Frank R. Lin, M.D., Ph.D., of The Johns Hopkins Center on Aging and Health, Baltimore, studied 1,984 older adults (average age about 77 years) enrolled in a prospective observational study that began in 1997-1998.
A total of 1,162 individuals with baseline hearing loss had annual rates of decline in test scores that measured global and executive function that were 41 percent and 32 percent greater, respectively, than those among individuals with normal hearing. Compared to those individuals with normal hearing, individuals with hearing loss at baseline had a 24 percent increased risk for incident cognitive impairment, according to the study’s results.
"Our results demonstrate that hearing loss is independently associated with accelerated cognitive decline and incident cognitive impairment in community-dwelling older adults," the researchers said.

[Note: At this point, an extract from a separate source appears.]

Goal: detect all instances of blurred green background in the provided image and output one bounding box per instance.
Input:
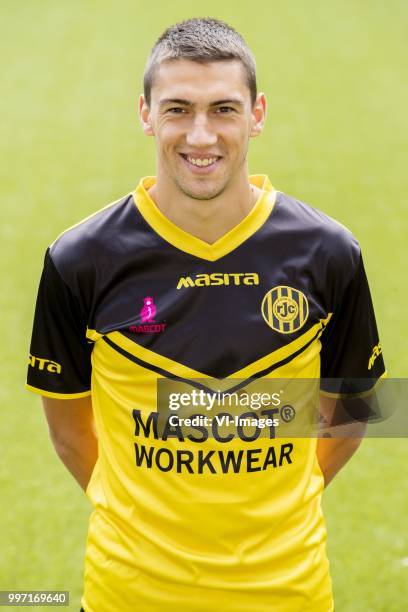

"The magnitude of these associations is clinically significant, with individuals having hearing loss demonstrating a 30 percent to 40 percent accelerated rate of cognitive decline and a 24 percent increased risk for incident cognitive impairment during a six-year period compared with individuals having normal hearing," they added.
The researchers suggest that, on average, individuals with hearing loss would require 7.7 years to decline by five points on the 3MS (the Modified Mini-Mental State Examination, a commonly accepted level of change indicative of cognitive impairment) compared with 10.9 years in individuals with normal hearing.
"In conclusion, our results suggest that hearing loss is associated with accelerated cognitive decline and incident cognitive impairment in older adults. Further research is needed to investigate what the mechanistic basis of this observed association is and whether such pathways would be amendable to hearing rehabilitative interventions," the study concluded.
The finding was published Online First by JAMA Internal Medicine, a JAMA Network publication.